What interested me in Louise de la Vallière

A reader wrote:

“I enjoyed the book very much–you did the near impossible–you brought Louise Vallière to life and made her a comprehensible and touching character to modern eyes.

“Usually in most histories on Louis XIV, she is presented as crying ninny who goes off to a convent when Louis moves into Versailles, but you actually made her life interesting.”

For me it was the contrast of the conventional portrait of Louise as—as the reader says—a “crying ninny” and wall-flower, together with the accounts of her amazing ability on horseback and as a hunter that provoked my curiosity.

“What’s wrong with this picture?” I thought.

And thus began my consuming interest in her.

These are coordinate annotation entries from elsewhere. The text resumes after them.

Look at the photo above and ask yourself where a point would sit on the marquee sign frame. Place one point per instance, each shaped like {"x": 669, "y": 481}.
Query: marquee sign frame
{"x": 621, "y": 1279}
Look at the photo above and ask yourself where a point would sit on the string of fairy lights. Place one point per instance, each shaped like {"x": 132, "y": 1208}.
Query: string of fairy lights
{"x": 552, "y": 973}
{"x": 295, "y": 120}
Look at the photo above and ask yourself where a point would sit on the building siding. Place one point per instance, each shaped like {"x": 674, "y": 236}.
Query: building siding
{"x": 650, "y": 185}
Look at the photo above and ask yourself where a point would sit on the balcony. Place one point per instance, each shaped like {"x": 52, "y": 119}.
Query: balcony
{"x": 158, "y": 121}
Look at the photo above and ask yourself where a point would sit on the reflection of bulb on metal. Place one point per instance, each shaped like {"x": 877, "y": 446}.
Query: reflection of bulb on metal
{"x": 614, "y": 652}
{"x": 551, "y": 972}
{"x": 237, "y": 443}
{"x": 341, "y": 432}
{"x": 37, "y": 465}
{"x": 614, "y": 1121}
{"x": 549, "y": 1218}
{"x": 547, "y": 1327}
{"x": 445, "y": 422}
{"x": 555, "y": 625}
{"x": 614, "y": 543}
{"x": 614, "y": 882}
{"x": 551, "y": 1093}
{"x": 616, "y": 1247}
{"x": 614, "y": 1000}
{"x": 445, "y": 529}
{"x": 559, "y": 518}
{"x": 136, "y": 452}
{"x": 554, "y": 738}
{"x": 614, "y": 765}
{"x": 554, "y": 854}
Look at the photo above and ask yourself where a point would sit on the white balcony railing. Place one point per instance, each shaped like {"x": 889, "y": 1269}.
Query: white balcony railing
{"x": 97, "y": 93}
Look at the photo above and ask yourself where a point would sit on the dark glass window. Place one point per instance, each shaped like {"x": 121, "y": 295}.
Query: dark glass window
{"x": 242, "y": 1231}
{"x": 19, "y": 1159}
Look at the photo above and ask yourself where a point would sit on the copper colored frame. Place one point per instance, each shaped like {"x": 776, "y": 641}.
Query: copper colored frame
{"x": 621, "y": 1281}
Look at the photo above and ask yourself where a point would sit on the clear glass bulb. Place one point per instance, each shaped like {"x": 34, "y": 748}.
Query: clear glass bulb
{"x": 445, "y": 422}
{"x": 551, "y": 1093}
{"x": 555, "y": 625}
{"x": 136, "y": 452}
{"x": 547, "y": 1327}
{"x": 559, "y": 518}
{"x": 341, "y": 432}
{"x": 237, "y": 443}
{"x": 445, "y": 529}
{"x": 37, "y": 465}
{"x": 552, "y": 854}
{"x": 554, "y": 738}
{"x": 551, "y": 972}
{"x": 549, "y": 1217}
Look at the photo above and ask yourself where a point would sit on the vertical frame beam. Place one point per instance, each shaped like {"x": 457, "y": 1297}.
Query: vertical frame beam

Louise captured my interest because of her horsemanship, and the romance of her relationship to the Sun King. She was unsophisticated, a tomboy, from the lower nobility—an unlikely young woman to capture the heart of a powerful and charismatic man like the Sun King (the rock star of kings).

How did this come about?

Most of all, I wondered how a young woman at that time would acquire such a high level of skill riding horses. Today she would be considered at an Olympic level of accomplishment.

There were so many unanswered questions. She is described as timid, something of a wall flower; yet how did does jive with her prowess on horseback? She was a daring horsewoman, a mistress to the Sun King, a Carmelite nun. The combination of these qualities intrigued me.